Following formula (1)
[In formula (1), R1 is independently of each other hydrogen, halogen, hydroxyl, amino, carboxyl, C1-C6 alkyl, C1-C6 alkoxyl, C1-C6 halogenoalkyl, C1-C6 alkoxycarbonyl, C1 -C6 alkylamino, C2-C5 alkenyl, C3-C6 cycloalkyl or optionally substituted aryl, R2 is independently of each other hydrogen, C1-C6 alkyl, C1-C6 halogenoalkyl, A C2-C5 alkenyl, a C3-C6 cycloalkyl, an optionally substituted aryl or heterocyclic group, and each R1 may be present in the same cyclic form] or a compound thereof. Pharmaceutically acceptable salts thereof or mixtures thereof. Following formula (2)

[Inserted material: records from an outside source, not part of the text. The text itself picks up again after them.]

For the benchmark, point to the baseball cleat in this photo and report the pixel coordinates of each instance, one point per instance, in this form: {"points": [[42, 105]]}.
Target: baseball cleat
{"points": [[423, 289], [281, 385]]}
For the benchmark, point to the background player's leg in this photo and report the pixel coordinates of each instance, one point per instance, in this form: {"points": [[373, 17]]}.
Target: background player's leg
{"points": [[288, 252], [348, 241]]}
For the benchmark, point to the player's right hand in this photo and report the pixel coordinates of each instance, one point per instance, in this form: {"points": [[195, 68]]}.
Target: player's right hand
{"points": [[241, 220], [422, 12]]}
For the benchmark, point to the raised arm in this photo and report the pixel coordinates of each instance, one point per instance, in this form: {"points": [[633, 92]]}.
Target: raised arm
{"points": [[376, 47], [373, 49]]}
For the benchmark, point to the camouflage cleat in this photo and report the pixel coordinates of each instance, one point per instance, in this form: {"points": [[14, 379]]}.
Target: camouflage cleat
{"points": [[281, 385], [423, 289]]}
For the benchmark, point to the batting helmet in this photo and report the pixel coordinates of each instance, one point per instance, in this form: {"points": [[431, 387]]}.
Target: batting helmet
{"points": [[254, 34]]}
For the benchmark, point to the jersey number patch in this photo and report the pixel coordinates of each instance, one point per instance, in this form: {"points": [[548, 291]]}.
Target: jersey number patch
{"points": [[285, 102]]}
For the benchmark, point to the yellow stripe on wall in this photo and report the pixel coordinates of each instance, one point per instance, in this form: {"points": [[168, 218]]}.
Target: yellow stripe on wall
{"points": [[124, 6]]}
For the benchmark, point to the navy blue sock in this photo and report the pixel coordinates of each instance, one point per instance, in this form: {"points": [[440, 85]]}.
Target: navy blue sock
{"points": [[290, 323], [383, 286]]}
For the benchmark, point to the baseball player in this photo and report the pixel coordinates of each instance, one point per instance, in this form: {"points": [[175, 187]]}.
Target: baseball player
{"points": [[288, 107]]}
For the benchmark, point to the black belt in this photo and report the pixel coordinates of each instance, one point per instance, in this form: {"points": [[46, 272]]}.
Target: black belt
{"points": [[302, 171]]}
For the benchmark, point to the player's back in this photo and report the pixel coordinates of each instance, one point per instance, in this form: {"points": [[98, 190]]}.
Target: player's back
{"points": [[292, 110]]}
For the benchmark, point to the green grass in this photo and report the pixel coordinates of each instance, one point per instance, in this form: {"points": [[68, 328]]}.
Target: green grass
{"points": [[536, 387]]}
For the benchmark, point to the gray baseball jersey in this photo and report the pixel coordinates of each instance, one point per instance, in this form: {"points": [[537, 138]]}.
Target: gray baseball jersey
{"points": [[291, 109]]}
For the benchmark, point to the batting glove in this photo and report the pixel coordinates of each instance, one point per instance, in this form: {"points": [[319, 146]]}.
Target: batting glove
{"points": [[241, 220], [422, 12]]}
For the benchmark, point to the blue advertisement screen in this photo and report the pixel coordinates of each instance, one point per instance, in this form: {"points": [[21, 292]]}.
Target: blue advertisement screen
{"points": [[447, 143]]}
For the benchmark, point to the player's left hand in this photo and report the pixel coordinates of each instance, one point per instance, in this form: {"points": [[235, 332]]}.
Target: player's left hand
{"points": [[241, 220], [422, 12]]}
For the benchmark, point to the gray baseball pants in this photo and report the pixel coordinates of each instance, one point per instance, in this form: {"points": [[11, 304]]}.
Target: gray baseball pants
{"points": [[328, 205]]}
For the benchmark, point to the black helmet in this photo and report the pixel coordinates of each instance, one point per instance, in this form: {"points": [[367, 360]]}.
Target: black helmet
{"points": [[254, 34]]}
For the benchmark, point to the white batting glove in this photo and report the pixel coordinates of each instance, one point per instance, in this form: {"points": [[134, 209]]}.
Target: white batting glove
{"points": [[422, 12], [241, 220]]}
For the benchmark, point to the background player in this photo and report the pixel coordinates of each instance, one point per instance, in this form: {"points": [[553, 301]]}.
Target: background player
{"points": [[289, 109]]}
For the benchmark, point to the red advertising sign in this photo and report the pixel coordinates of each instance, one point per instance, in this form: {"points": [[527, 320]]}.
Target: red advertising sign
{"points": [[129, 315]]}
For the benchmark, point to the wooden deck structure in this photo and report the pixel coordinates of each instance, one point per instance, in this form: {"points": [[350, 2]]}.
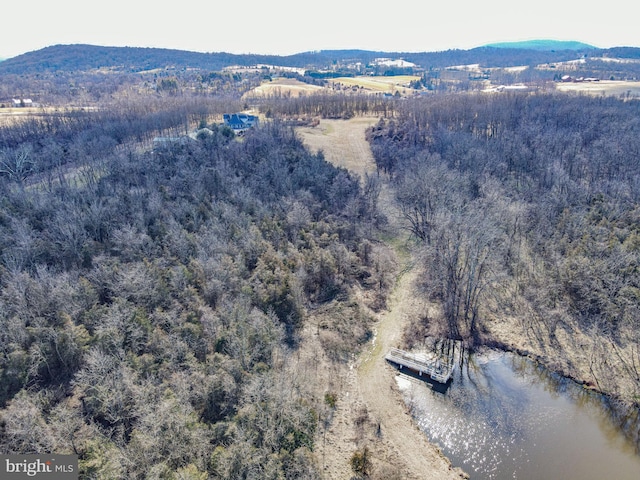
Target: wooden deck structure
{"points": [[436, 368]]}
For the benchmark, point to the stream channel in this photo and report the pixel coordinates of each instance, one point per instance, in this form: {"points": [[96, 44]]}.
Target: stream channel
{"points": [[504, 417]]}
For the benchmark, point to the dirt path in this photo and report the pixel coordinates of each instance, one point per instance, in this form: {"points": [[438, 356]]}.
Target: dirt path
{"points": [[370, 411]]}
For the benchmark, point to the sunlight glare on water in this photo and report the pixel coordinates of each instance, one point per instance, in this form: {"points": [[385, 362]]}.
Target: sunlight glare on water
{"points": [[504, 418]]}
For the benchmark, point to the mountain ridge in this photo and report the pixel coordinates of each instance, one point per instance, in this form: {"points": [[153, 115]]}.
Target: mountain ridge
{"points": [[86, 58], [544, 45]]}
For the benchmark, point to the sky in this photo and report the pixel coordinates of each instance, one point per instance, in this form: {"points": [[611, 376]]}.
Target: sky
{"points": [[284, 27]]}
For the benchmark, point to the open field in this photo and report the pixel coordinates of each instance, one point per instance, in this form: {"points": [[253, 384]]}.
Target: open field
{"points": [[8, 115], [370, 410], [603, 87], [377, 84], [285, 87]]}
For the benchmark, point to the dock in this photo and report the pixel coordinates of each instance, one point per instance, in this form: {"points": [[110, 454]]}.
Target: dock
{"points": [[436, 368]]}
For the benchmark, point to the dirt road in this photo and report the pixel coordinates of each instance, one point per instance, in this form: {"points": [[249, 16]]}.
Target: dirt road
{"points": [[370, 411]]}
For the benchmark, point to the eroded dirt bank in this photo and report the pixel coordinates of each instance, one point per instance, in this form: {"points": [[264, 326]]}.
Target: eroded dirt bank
{"points": [[369, 410]]}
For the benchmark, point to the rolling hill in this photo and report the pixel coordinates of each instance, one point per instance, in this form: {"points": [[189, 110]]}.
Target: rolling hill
{"points": [[544, 45]]}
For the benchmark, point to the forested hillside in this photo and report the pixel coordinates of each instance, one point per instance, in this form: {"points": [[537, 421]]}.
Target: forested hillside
{"points": [[526, 209], [151, 301]]}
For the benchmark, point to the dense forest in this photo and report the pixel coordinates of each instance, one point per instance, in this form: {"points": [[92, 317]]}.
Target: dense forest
{"points": [[526, 206], [151, 300], [158, 272]]}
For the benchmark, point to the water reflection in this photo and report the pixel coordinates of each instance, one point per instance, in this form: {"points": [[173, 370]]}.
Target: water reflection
{"points": [[504, 417]]}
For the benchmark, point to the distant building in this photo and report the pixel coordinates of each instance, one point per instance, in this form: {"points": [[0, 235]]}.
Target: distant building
{"points": [[239, 122], [22, 102]]}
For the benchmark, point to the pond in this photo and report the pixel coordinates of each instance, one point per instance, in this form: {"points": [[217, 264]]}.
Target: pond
{"points": [[504, 417]]}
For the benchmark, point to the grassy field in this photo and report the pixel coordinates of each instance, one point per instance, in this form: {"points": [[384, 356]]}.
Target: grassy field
{"points": [[292, 87], [285, 87], [378, 84]]}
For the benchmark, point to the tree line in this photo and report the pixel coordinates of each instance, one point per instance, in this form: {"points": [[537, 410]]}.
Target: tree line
{"points": [[151, 300], [526, 205]]}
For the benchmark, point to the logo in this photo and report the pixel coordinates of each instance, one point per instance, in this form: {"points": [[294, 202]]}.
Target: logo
{"points": [[50, 467]]}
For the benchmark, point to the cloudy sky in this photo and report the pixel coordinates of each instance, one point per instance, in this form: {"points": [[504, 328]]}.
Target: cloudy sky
{"points": [[292, 26]]}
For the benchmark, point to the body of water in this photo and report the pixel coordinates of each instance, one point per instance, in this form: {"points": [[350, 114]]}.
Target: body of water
{"points": [[503, 417]]}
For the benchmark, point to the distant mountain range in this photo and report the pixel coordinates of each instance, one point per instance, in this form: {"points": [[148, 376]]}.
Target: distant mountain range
{"points": [[91, 58], [544, 45]]}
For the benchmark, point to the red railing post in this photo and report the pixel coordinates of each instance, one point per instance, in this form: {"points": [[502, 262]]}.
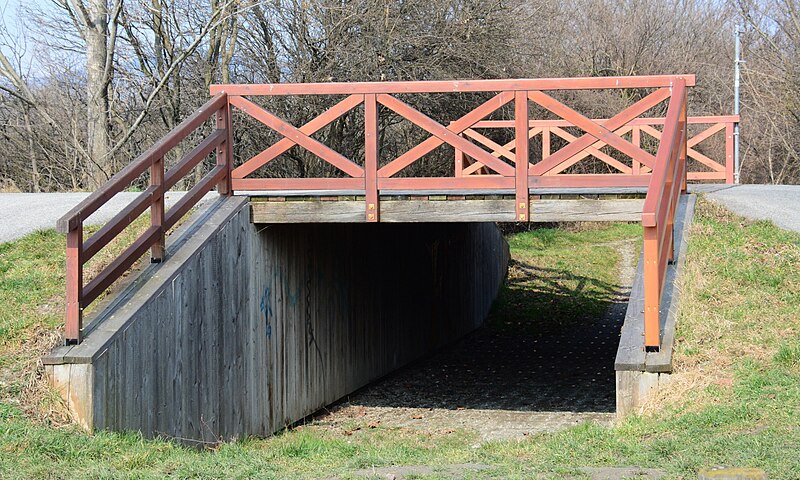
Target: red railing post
{"points": [[74, 273], [545, 142], [157, 209], [225, 149], [521, 154], [729, 177], [371, 157], [636, 139]]}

[In the formula (2), R3 is independently of each other hydrogen, halogen, hydroxyl, amino, carboxyl, C1-C6 alkyl, C1-C6 alkoxyl, C1-C6 halogenoalkyl, C1-C6 alkoxycarbonyl, C1 -C6 alkylamino, C2-C5 alkenyl, C3-C6 cycloalkyl or optionally substituted aryl, R4 independently of each other hydrogen, C1-C6 alkyl, C1-C6 halogenoalkyl, A C2-C5 alkenyl, a C3-C6 cycloalkyl or an optionally substituted aryl, wherein R3 may be present in the same ring or a plurality thereof, its isomers, and pharmaceutically acceptable Their salts or mixtures thereof. The following compounds:
A compound represented by formula (1) according to claim 1,
A compound represented by formula (2) according to claim 2,
Compound 3
2- (5- (5- (5-ferrocenylthiophen-2-yl) -1-phenyl-1H-pyrrol-2-yl) thiophen-2-yl) ethene-1,1,2-tricarbonitrile ,
Compound 4
(R) -2-amino-2- (naphthalen-1-yl) acetic acid,
Compound 5
N1, N2-diphenylethane-1,2-diamine,
Compound 6
N1, N2-bis (4-methoxyphenyl) ethane-1,2-diamine,
Compound 7
N1, N2-bis (4-chlorophenyl) ethane-1,2-diamine,
Compound 8
(4S, 11R) -1-Phenyl-4-((phenylamino) methyl) -1,2,3,4,6-pentahydrobenzo [3,4] [1,2] azaphosphoro [1,2-a ] [1,3,2] diazaphosphinine 11-oxide,
Compound 9
(S) -3- (1H-indol-3-yl) -1-methyl-3- (nitromethyl) indoline-2-one,
Compound 10
(S) -1,5-dimethyl-3- (7-methyl-1H-indol-3-yl) -3- (nitromethyl) indoline-2-one,
Compound 11
2,6-bis ((2R, 4S, 5S) -1-benzyl-4,5-diphenylimidazolidin-2-yl) pyridine,
Compound 12
tert-Butyl (2′R, 3R, 4 ′S, 5 ′S) -4 ′-(4-Bromophenyl) -2-oxo-2′-phenylspiro [indoline-3,3′-pyrrolidine] -5 '-Carboxylate,
Compound 13
tert-Butyl (2′R, 3R, 4 ′S, 5 ′S) -2-oxo-2′-phenyl-4 ′-(p-tolyl) spiro [indoline-3,3′-pyrrolidine] -5 ′ -Carboxylates,
Compound 14
(E) -1-allyl-3- (nitromethylene) indoline-2-one,
Compound 15
2,4-Dibromo-6-((E)-(((1R, 2R) -2- (isoindolin-2-yl) -1,2-diphenylethyl) imino) methyl) phenol compound 16
2- (Phenyl ((4- (trifluoromethoxy) phenyl) amino) methyl) cycloheptan-1-one compound 17
Ethyl (R) -1- (3-chlorophenyl) -5-oxo-6,7-dihydro-1H, 5H-pyrazolo [1,2-a] pyrazole-2-carboxylate,
Compound 18
Ethyl (R) -1- (4-methoxyphenyl) -5-oxo-6,7-dihydro-1H, 5H-pyrazolo [1,2-a] pyrazole-2-carboxylate,
Compound 19
Ethyl (R) -1-cyclohexyl-5-oxo-6,7-dihydro-1H, 5H-pyrazolo [1,2-a] pyrazole-2-carboxylate;
Compound 20
Methyl (2S, 3R, 4S, 5S) -4-nitro-3,5-diphenylpyrrolidine-2-carboxylate,
Compound 21
2,5-diphenyl-1,3,4-oxadiazole and compound 22
A compound selected from the group consisting of ethyl 7,7-dimethyl-5-oxo-1-phenyl-6,7-dihydro-1H, 5H-pyrazolo [1,2-a] pyrazole-2-carboxylate, and its isomerism Body, a pharmaceutically acceptable salt thereof, or a mixture thereof.   The medicament according to claim 3, which is an anti-RNA virus agent. The medicament according to claim 4, which is an anti-RS virus agent.